Implementation of a direct nonhydrostatic pressure gradient discretisation into a layered ocean model

Abstract

The increasing demand for the investigation of nonhydrostatic effects in ocean modelling requires crucial modifications to models applying the hydrostatic pressure assumption. Within many studies the capability of the pressure-correcting projection method for the inclusion of the missing nonhydrostatic pressure contribution into an existing hydrostatic model kernel was verified. It provides accurate results but also requires computational (and implementational) effort for solving a Poisson equation for the pressure correction.In contrast, some studies were based on an alternative approach that does not require the inversion of a Poisson equation.
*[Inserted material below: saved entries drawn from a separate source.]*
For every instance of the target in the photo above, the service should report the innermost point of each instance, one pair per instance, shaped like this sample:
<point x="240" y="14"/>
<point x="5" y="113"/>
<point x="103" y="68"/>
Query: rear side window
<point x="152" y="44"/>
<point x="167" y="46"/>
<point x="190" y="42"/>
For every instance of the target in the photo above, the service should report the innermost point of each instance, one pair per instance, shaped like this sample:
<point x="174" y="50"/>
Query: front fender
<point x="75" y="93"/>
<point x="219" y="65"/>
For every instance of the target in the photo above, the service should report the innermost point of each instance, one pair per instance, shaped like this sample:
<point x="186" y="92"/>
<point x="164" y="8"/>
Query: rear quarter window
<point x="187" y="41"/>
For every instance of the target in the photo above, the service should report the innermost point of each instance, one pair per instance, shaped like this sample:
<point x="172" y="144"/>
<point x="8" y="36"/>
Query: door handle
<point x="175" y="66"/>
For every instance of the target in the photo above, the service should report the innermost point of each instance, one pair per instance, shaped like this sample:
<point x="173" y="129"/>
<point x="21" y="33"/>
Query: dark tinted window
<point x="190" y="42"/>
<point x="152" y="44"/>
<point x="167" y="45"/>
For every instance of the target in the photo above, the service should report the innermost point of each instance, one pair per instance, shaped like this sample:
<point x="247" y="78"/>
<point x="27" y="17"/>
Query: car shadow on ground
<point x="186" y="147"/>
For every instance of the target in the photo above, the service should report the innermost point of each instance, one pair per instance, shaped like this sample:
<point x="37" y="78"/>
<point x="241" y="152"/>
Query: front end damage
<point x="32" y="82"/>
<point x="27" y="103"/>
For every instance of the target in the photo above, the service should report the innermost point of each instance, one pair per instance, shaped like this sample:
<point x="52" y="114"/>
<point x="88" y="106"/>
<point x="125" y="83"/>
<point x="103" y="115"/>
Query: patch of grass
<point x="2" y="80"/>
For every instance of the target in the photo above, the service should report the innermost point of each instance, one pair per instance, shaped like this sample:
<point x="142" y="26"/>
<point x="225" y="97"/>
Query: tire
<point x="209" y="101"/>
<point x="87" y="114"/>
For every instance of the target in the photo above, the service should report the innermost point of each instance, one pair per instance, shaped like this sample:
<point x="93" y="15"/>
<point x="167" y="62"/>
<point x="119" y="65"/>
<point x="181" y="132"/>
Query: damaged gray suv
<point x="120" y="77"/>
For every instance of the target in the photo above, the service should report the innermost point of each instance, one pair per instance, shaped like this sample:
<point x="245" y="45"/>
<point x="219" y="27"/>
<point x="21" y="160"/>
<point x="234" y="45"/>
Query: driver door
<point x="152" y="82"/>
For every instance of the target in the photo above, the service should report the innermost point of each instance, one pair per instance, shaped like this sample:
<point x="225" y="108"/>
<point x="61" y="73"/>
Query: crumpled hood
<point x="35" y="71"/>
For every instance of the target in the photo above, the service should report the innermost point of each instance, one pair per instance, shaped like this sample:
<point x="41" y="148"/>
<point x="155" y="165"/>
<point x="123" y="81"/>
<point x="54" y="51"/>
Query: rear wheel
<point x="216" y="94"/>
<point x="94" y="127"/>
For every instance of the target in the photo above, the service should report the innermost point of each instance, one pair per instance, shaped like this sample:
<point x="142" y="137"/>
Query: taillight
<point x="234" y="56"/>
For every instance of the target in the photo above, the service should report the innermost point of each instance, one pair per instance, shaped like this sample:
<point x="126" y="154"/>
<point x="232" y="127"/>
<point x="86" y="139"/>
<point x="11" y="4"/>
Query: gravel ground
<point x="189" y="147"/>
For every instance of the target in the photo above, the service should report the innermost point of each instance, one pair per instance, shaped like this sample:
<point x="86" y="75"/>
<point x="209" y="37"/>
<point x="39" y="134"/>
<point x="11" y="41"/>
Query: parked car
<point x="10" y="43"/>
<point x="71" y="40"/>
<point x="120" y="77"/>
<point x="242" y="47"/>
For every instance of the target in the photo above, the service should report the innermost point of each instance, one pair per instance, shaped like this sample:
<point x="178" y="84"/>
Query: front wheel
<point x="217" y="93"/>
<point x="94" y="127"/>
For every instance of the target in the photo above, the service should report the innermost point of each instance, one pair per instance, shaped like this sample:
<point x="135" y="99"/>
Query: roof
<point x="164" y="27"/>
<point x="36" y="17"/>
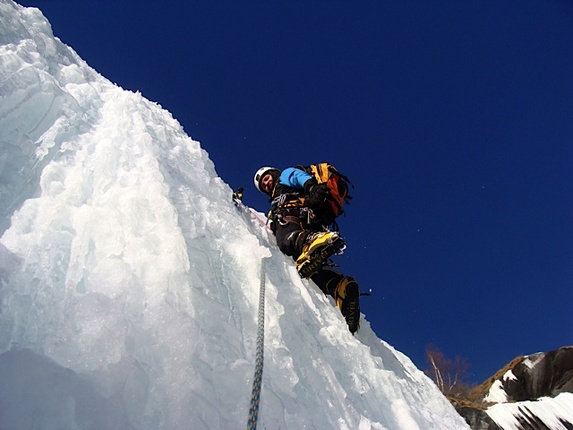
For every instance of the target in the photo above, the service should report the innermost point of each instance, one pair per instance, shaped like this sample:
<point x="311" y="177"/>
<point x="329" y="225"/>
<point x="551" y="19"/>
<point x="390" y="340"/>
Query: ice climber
<point x="301" y="211"/>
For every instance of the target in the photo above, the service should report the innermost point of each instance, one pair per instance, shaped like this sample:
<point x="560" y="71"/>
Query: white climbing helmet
<point x="262" y="172"/>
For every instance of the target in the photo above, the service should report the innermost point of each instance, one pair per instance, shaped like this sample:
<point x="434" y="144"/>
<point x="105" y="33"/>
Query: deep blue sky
<point x="453" y="119"/>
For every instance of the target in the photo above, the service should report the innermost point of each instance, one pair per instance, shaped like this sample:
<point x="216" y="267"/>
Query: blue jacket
<point x="294" y="178"/>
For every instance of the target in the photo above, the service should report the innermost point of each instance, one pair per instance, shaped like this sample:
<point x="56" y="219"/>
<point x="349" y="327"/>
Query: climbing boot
<point x="318" y="248"/>
<point x="347" y="296"/>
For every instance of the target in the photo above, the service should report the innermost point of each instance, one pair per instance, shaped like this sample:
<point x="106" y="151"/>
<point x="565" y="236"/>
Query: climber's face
<point x="267" y="183"/>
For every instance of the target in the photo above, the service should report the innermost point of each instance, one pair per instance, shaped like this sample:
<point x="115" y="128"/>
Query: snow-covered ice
<point x="129" y="281"/>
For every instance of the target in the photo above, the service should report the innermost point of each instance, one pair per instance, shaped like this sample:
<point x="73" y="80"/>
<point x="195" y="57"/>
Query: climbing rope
<point x="256" y="393"/>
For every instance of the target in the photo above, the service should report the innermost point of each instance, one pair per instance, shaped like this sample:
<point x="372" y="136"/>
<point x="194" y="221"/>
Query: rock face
<point x="531" y="392"/>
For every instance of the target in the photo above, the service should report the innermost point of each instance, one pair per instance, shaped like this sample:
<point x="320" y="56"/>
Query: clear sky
<point x="454" y="120"/>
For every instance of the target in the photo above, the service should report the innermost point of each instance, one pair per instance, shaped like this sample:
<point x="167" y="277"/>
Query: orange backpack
<point x="336" y="182"/>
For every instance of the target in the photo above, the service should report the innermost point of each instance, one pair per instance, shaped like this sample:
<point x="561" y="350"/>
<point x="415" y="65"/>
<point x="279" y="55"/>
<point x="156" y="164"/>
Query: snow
<point x="129" y="282"/>
<point x="551" y="411"/>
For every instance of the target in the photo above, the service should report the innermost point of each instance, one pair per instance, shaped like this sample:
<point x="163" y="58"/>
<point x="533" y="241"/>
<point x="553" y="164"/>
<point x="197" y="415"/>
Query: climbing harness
<point x="257" y="380"/>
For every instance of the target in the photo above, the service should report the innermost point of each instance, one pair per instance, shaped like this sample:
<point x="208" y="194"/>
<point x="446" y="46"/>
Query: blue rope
<point x="256" y="393"/>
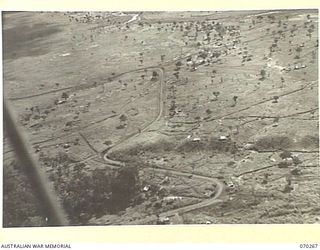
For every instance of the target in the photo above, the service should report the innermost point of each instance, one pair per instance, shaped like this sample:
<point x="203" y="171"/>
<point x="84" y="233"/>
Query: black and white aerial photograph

Within this alternative approach the nonhydrostatic pressure contribution is calculated by an explicit vertical integration of the additional nonhydrostatic terms in the balance of vertical momentum. Since ocean models are not intended to replace classical engineering tools and are usually applied to nearly hydrostatic flows, this straight-forward extension of the hydrostatic procedure is an interesting option. However, the feasibility of the alternative approach was not tested within a full 3D explicit mode-splitting model yet. Furthermore, the nonhydrostatic capability of the alternative approach has so far not been validated against well known nonhydrostatic benchmark test cases. In order to assess the potential of the alternative approach for future ocean modelling applications, in the present study these required but still missing investigations are carried out.To demonstrate the necessary modifications to an explicit mode-splitting hydrostatic model kernel, the extension of the General Estuarine Transport Model (GETM) is outlined. The simulation results of laboratory and idealised oceanic test cases are presented and compared to analytical theory, laboratory experiments and other numerical simulations. This validation indicates the nonhydrostatic capability of the extended GETM. However, stability issues limited the efficiency and the applicability of the straight-forward inclusion of nonhydrostatic dynamics.